“Today we were unlucky, but remember we have only to be lucky once, you will have to be lucky always.” The IRA’s statement after its bomb exploded in a bathroom on the sixth floor of the Grand Hotel, Brighton, in October 1984, was cleverly sinister but, with its repeated emphasis on luck, oddly airy. It took responsibility off the shoulders of the killers and placed it on those of Dame Fortune.
This way of framing the horror that descended in the middle of the night during the Tory party conference was cruelly dismissive of the terrible harm done to real human beings. The “you” being addressed was, of course, the primary target of the bomb, Margaret Thatcher, who escaped unharmed. But what about the “unlucky” people that the IRA’s bomber Patrick Magee actually killed, maimed or bereaved or permanently disabled? Were the dead – Jeanne Shattock, Anthony Berry, Eric Taylor, Muriel Maclean and Roberta Wakeham – victims merely of ill fortune?
Rory Carroll – the Guardian’s Ireland correspondent– has written a gripping, detailed and richly layered account of the bombing and its consequences. He notes, in the understated tone that characterises the book, the revelation that struck Magee 16 years later when Berry’s daughter Joanne asked to meet him: “for the first time [he] perceived Anthony Berry as something other than a Tory. A realisation struck him: I had killed a fine human being.”
It is important, in recalling the bombing, to remember what actually happened. This may seem crushingly obvious, but has to be emphasised because the great drama of the event lay in what did not happen. Contrary to Carroll’s title, Thatcher was not killed. She was not even scratched. And this was indeed a matter of luck.

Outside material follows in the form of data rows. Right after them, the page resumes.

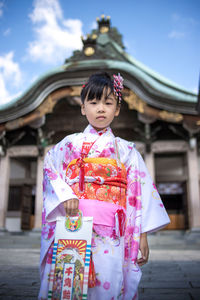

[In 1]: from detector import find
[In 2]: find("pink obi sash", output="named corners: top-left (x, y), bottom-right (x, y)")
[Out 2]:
top-left (66, 157), bottom-right (127, 232)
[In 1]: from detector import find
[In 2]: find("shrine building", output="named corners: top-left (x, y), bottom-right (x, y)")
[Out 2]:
top-left (0, 16), bottom-right (200, 232)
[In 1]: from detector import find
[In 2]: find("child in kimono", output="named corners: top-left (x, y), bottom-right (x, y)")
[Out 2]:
top-left (39, 73), bottom-right (169, 300)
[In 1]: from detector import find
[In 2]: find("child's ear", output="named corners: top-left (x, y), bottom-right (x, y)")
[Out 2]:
top-left (81, 104), bottom-right (85, 116)
top-left (115, 104), bottom-right (121, 117)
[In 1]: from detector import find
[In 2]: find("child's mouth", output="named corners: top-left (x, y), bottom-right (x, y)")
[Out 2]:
top-left (97, 116), bottom-right (105, 120)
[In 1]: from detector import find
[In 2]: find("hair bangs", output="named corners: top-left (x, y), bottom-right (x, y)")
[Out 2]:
top-left (81, 72), bottom-right (113, 103)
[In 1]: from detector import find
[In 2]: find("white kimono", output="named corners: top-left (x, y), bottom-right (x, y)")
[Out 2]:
top-left (39, 125), bottom-right (170, 300)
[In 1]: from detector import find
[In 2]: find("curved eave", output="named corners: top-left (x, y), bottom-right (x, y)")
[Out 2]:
top-left (0, 59), bottom-right (197, 123)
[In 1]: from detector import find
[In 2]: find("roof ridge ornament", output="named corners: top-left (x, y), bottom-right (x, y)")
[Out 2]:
top-left (96, 15), bottom-right (111, 33)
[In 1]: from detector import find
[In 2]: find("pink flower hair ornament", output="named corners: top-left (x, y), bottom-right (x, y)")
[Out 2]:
top-left (113, 73), bottom-right (124, 103)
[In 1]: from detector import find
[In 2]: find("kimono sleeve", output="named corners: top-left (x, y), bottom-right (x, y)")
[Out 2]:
top-left (43, 145), bottom-right (78, 222)
top-left (137, 152), bottom-right (170, 232)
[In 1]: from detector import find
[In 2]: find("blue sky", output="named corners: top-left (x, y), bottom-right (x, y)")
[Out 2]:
top-left (0, 0), bottom-right (200, 104)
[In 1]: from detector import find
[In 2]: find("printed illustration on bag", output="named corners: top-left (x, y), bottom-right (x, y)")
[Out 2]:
top-left (52, 239), bottom-right (87, 300)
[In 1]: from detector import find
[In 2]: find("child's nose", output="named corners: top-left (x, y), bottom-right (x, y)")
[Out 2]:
top-left (98, 102), bottom-right (104, 112)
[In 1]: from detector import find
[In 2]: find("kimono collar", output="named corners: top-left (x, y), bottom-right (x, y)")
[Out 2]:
top-left (83, 124), bottom-right (113, 136)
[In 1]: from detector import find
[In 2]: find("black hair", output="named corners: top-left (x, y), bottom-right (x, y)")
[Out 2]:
top-left (81, 72), bottom-right (114, 103)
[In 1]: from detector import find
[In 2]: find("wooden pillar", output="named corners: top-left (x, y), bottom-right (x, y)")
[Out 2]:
top-left (187, 138), bottom-right (200, 230)
top-left (0, 154), bottom-right (10, 231)
top-left (34, 156), bottom-right (44, 230)
top-left (145, 151), bottom-right (155, 182)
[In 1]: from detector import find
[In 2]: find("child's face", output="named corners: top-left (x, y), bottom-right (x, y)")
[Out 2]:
top-left (81, 89), bottom-right (120, 130)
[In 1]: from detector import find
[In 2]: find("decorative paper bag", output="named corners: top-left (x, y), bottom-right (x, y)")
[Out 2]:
top-left (48, 212), bottom-right (93, 300)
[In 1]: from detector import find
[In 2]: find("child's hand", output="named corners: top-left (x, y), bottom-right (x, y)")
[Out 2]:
top-left (137, 232), bottom-right (149, 267)
top-left (63, 198), bottom-right (79, 216)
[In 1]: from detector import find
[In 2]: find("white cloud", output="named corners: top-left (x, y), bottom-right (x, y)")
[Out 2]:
top-left (0, 2), bottom-right (4, 17)
top-left (0, 51), bottom-right (22, 104)
top-left (168, 13), bottom-right (199, 39)
top-left (27, 0), bottom-right (82, 64)
top-left (3, 28), bottom-right (11, 36)
top-left (168, 30), bottom-right (185, 39)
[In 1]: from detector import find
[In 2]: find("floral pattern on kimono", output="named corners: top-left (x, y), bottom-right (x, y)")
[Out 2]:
top-left (39, 125), bottom-right (169, 300)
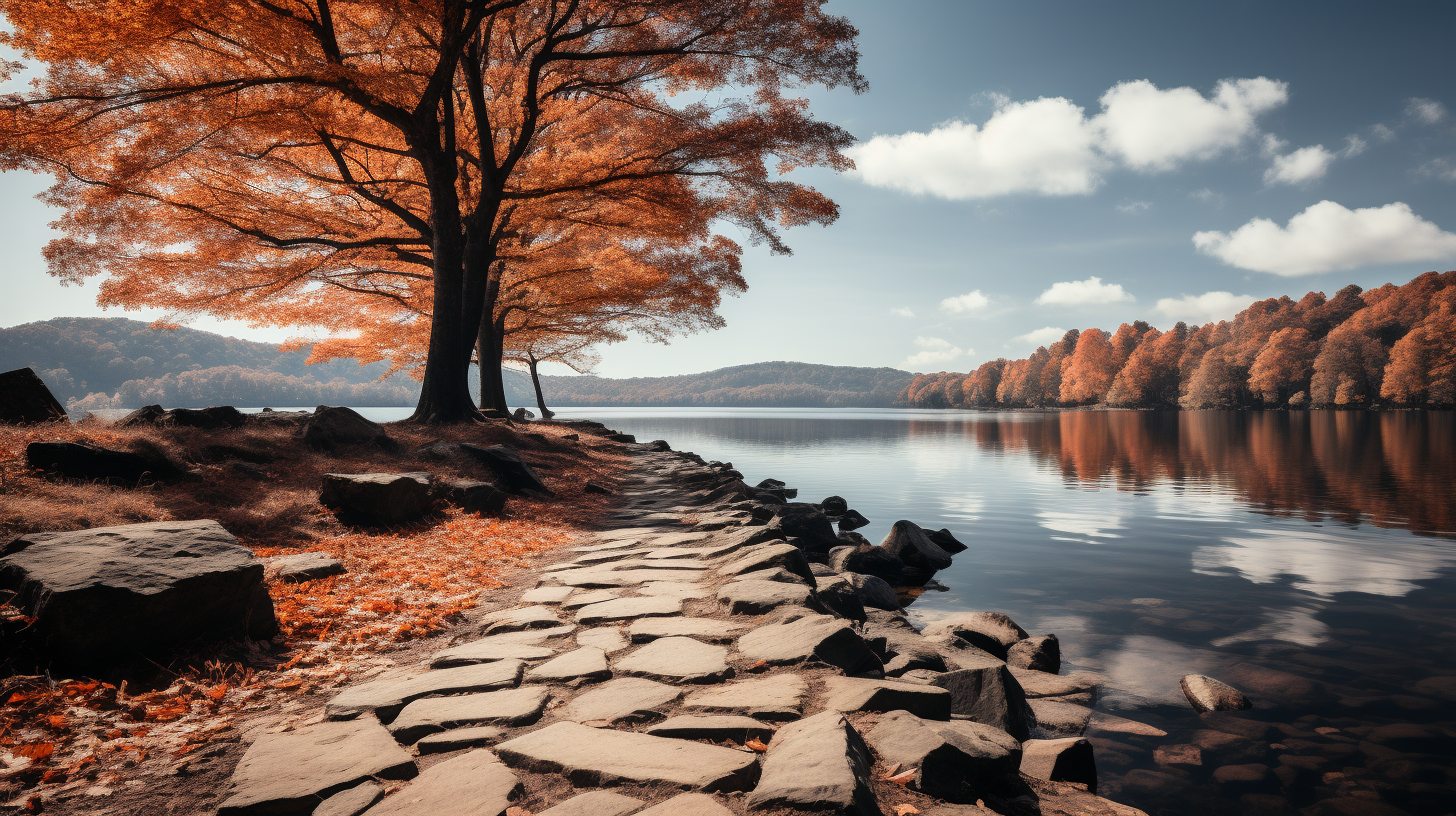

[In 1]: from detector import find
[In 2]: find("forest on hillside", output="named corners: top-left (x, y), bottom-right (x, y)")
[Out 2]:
top-left (897, 271), bottom-right (1456, 408)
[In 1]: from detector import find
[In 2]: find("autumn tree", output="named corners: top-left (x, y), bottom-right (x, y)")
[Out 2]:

The IRA had attained a striking degree of sophistication in its use of explosives. Magee placed his bomb on a long-delay timer, meaning that he was well away before it detonated. Moreover, on the advice of a sympathetic engineer who studied the hotel, the bomb was placed so as to bring the chimney stack down on those below, effectively using the building itself as the real weapon. What could not be known, however, was exactly what path this deadly debris would take on its descent. As Carroll so vividly describes it, “Like a monstrous guillotine, it sliced through concrete, steel, and wood, all the way to the ground floor. What saved Thatcher was the path it took. It toppled through the blast hole, then veered sideways and plunged down a vertical stack of rooms with numbers ending in 8. It merely clipped those rooms, including Thatcher’s Napoleon Suite, with numbers ending in 9.”
Thatcher was saved by a digit. Her immediate response, moreover, also emphasised this sense of wonder at what failed to occur. She insisted that the Tory party conference would go ahead as planned. Marks and Spencer opened early so that delegates, who had been evacuated in their pyjamas, could buy suits, dresses and shoes. Thatcher’s personal conduct, even to her many enemies, was remarkable: she seemed neither shaken nor stirred. She even changed her speech to tone down attacks on Neil Kinnock and the Labour party, cutting references to the “enemy within” and making her seem, if anything, more serene than usual.
She behaved, in other words, as if horror had not been visited on her friends and colleagues. And to this “as if” would be added over time a “what if?”. The Brighton bombing is a magnet for alternative histories, sliding doors theories in which it is possible to enter a world of infinite speculation about what might have followed had the most consequential British politician of her time been murdered that night.
The great virtue of Carroll’s excellent book is that it takes the Brighton bombing back out of these parallel universes and into the real world of conflict in which it happened. He explores, as dispassionately as possible, the mentality that shaped killers like Magee. He roots the attack in the pre-history of the IRA’s bombing campaigns (with particular attention to its slaughter of Lord Mountbatten five years earlier) and the personal hatred of Thatcher that built up during the emotive hunger strikes of 1981.
He shows how the organisation’s operatives developed a callous disregard for the innocent civilians (like the two children blown up alongside Mountbatten) who were the mere collateral damage of its armed propaganda. He gives a fascinating account of the investigation into the bombing, an extraordinarily painstaking operation that he narrates with all the pace of a good thriller.
In the end, even while Carroll does full justice to the drama of the event and its aftermath, there is a core of cold futility at the heart of the story. All the IRA succeeded in doing was to allow its arch-enemy, Thatcher, to stage an immensely effective show of defiance and to underline the reality that it could not kill its way to a united Ireland. Even if it had managed to murder her, that reality would not have changed.
It was, as ever, the easily forgotten people, those whose lives were obliterated or shattered, who were sacrificed for this nothingness. In all the thrills and theatre of what the IRA called a “spectacular” operation, Carroll never allows their cries to be mere noises off.